I am running Mandrake 10.0 with Firestarter.

There are a few Windows machines on my subnet and my logs are FULL of hits that I do not want to log. I get hit at least every ten seconds. Those are not my machines and I have no control over them.

How can I stop logging this? For example, a machine on my subnet constantly hitting me from source port 1919 to destination port 5000?

I know about grepping logs and such, but I'd like to reduce the volume of logging. Or, if that's a stupid idea, please explain why. Thanks.

If you don't want to log something then just drop the packets without logging: Just make sure that the rule that drops the packets comes before the rule that logs it. With iptables the chains are traversed from top to bottom until a match is found. The first match usually terminates the traversal of the chain. So that when your last rule in a chain has a LOG target this wouldn't log the packets that were dropped earlier in the chain.

Another way is to use rate limits. If for instance you don't want to be flooded by broadcasts on tcp port 137 but you still want to know if they hit you from time to time use

iptables -A INPUT -p tcp --dport 137 --limit 1/minute -j LOG

to log only one of these packets a minute.

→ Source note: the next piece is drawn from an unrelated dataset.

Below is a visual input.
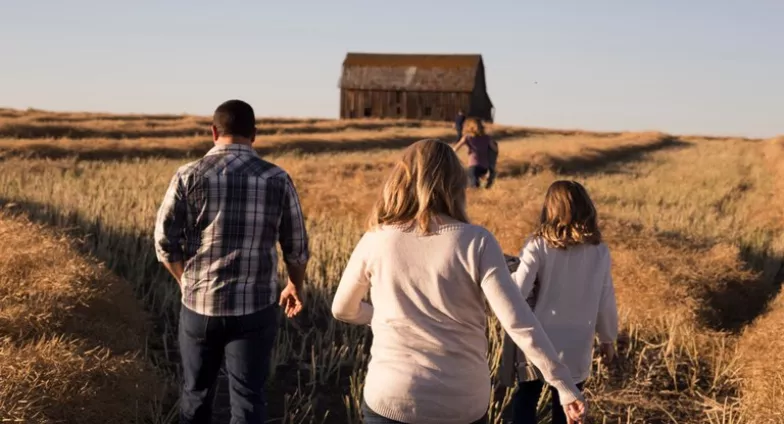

This just for the record: A log entry every ten seconds is nothing. If that makes your logs grow to big then you should seriously reconsider your logrotate.conf

Thanks, I'll try that.

It's not that my logs are too big, it's that my computer is online 24/7 and it seems pointless to keep logging this one noisy Windows box on my subnet that is of no interest to me.

Cheers.

If you are on an ISP network, I always send an email to the ISP about boxes that are rooted.

but yeah, you can also just add a rule for that box only as a drop and not log.